The observatory in Alta was closed in 1926, and the institution moved to Tromsø. At the end of World War II the buildings were torched by the German occupation army. Only the stone walls were left standing in 1945.
"Treasures" in rubbish heaps in the ruins
In the 1970s hikers reported that the rubbish heaps in the ruins were full of "souvenirs". Pieces of things that belonged to the scientific community have been presented to the Alta Museum. Among the lumps of rusty iron and charred wood there were some things which bear witness to the "richer" parts of life on the mountain peak.
Gerd Wegner found the door handle to the vault when she was on a mountain hike to Haldde around 1970. Fittingly enough it was a bank director from Alta, Svein Aasegg who secured the vault manufacturer plate when he was on Haldde in July 1978.

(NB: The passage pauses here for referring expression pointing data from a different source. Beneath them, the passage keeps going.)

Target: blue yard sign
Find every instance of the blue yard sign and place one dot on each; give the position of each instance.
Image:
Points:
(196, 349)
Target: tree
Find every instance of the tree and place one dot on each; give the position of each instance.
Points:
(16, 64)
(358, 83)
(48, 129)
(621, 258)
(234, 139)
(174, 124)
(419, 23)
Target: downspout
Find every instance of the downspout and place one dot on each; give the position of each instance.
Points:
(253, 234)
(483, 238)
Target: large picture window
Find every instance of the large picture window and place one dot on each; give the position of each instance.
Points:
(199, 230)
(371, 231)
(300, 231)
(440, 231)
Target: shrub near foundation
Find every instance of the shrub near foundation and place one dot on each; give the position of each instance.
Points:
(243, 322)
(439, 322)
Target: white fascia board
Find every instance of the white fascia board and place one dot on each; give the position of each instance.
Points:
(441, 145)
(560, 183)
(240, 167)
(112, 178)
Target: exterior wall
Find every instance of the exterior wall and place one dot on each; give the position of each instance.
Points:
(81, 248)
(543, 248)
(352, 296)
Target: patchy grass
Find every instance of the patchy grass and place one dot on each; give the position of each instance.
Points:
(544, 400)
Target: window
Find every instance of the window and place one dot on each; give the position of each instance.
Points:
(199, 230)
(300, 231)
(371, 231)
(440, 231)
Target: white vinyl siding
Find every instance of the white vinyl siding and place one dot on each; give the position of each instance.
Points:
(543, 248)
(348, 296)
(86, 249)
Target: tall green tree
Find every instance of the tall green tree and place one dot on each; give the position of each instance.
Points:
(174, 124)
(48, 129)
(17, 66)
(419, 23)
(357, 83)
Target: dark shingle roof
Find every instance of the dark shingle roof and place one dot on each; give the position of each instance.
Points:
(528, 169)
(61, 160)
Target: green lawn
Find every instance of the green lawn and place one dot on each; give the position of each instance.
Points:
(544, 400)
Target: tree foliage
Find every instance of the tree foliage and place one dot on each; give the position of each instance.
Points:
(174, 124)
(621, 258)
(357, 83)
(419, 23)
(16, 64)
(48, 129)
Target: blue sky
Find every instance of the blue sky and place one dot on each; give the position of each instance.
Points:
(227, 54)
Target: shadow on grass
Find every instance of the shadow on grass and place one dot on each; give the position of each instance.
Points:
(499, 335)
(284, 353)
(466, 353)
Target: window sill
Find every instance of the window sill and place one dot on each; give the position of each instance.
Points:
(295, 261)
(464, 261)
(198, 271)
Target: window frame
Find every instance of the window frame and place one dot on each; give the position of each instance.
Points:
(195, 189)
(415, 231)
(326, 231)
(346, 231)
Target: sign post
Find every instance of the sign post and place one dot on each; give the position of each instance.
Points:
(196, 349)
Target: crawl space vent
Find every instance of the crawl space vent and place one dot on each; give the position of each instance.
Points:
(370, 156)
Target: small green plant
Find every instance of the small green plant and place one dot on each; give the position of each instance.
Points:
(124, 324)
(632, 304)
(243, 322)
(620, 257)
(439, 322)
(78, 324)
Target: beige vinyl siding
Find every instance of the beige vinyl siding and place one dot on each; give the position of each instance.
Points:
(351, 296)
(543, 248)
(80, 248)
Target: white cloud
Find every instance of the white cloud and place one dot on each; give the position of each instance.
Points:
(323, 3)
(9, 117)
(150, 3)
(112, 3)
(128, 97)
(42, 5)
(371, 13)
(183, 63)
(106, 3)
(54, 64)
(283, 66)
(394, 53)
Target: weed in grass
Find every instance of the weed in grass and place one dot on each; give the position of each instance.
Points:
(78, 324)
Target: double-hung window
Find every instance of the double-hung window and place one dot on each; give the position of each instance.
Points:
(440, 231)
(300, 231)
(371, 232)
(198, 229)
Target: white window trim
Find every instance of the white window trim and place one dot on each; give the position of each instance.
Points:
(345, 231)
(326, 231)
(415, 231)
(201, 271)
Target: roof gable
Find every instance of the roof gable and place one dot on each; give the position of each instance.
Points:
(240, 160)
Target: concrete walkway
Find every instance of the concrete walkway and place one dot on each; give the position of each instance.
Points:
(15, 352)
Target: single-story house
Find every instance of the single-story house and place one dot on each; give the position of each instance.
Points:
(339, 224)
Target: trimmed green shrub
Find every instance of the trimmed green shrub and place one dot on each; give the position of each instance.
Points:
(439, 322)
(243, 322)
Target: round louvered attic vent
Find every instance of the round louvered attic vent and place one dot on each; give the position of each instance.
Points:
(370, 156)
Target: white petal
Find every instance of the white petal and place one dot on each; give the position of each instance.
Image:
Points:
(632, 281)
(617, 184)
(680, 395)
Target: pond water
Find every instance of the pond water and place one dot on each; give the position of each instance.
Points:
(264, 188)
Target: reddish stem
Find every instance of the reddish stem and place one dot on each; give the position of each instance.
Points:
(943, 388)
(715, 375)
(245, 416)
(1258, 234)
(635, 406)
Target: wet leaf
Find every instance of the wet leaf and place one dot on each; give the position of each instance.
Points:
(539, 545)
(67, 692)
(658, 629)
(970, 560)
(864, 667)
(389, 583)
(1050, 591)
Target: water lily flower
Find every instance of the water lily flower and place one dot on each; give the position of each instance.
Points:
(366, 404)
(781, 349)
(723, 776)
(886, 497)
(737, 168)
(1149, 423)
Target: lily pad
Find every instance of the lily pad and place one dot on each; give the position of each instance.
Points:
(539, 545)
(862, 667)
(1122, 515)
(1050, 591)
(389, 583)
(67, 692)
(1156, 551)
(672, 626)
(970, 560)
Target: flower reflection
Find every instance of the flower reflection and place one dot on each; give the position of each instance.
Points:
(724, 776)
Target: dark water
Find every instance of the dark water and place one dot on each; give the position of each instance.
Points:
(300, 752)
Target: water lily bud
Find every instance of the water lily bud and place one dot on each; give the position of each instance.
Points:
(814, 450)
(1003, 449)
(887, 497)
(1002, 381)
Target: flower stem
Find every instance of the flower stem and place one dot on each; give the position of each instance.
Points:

Dynamite blasting in Alta bank and a high quality vault for the observatory
One may think that there cannot have been many robbers in the vicinity of the mountain peak. But there was in fact a dramatic dynamite blasting of the vault in the Alta Savings Bank in 1915. This rare event may have emphasized the importance of safeguarding valuables from theft (and fire). The greatest valuables the scientists possessed were photographs of the northern lights and records of their magnetic and meteorological measurements. They probably also stored bankbooks, insurance papers, silverware, and cash in the vault. The vault on Haldde measured three square metres and had concrete walls. The vault’s steel door weighed 200 kg.
The elaborate nickel-plated handle and the manufacturer plate show the vault door was of high quality. The steel door was made by the Swedish firm "Frans Th. Rössel". In an advertisement in 1918 Rössel claimed that their vaults had «blast secure locks», and that they were the only locks which gave effective protection against dynamite blasting. In the ad Rössel lists 10 major breaks in the US, Sweden, and Norway where vaults were blasted open with dynamite. Even worse the thieves were not caught in any of these cases. All of these vaults were made by other manufacturers than Rössel.
On Haldde the Rössel vault was left standing after the devastation of World War II. But the building it was in was burned down. At least we know who was responsible for that crime.